ICM computer systems
The table below contains essential characteristics of the ICM computer systems. Upon logging into the ICM access node (hpc.icm.edu.pl), it is possible to ssh further onto the other supercomputers and clusters (e.g. Okeanos of Rysy).
Info
Submitting jobs to the topola
cluster is possible directly from the access node, hpc.icm.edu.pl
.
To submit jobs for other systems, an additional ssh login step is required (e.g. ssh okeanos
or ssh rysy
.
Name | Type | Architecture | No of compute nodes | Node parameters |
---|---|---|---|---|
Okeanos | Supercomputer | Intel Haswell Cray XC40 | 1084 | 24 cores, 128 GB RAM |
Topola | HPC cluster, PL-Grid cluster | Intel Haswell Huawei E9000 | 223 | 28 cores, 64/128 GB RAM |
Rysy/GPU | GPU cluster | Intel Skylake, NVIDIA Volta | 6 | 36 cores, 380 GB RAM, 4x GPU V100 32GB |
Rysy/GPU | GPU cluster | Intel Skylake, NVIDIA Volta | 1 | 48 cores, 1500 GB RAM, 8x GPU V100 16GB |
Rysy/GPU | Klaster GPU, | Intel Haswell, NVIDIA Titan X (Pascal) | 1 | 24 rdzeni, 760 GB pamięci RAM, 8x GPU Titan X (Pascal) 12GB |
Rysy/PBaran | Vector computer, NEC Aurora A300-8 | Intel Skylake, NEC SX-Aurora Tsubasa | 1 | 24 cores, 192 GB RAM / 8 x 8 cores, 8 x 48 GB RAM |
Okeanos supercomputer
Since July 2016, ICM UW provides Okeanos supercomputer - Cray XC40 large-scale processing system. Okeanos has more than 1000 compute nodes, each with two 12-core Intel Xeon Haswell CPU and 128 GB of RAM. All the compute nodes are interconnected with Cray Aries network with Dragonfly topology.

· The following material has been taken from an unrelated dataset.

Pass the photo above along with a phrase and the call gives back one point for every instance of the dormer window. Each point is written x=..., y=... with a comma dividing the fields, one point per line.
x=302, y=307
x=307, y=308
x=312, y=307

Answering the ICM technological requirements, Cray Inc. has built an HPC system solution unique in the country. High power, scalability, and highly efficient graph data processing are among the few of its features. Okeanos is effectively used and dedicated to all kinds of large-scale computational tasks that require many thousands of CPU cores and dozens of terabytes of RAM in a single run.
Together with the analytics systems and data storage solutions, Okeanos is the main component of the OCEAN Competence Centre established in the new ICM Data Centre in Warsaw (Białołęka).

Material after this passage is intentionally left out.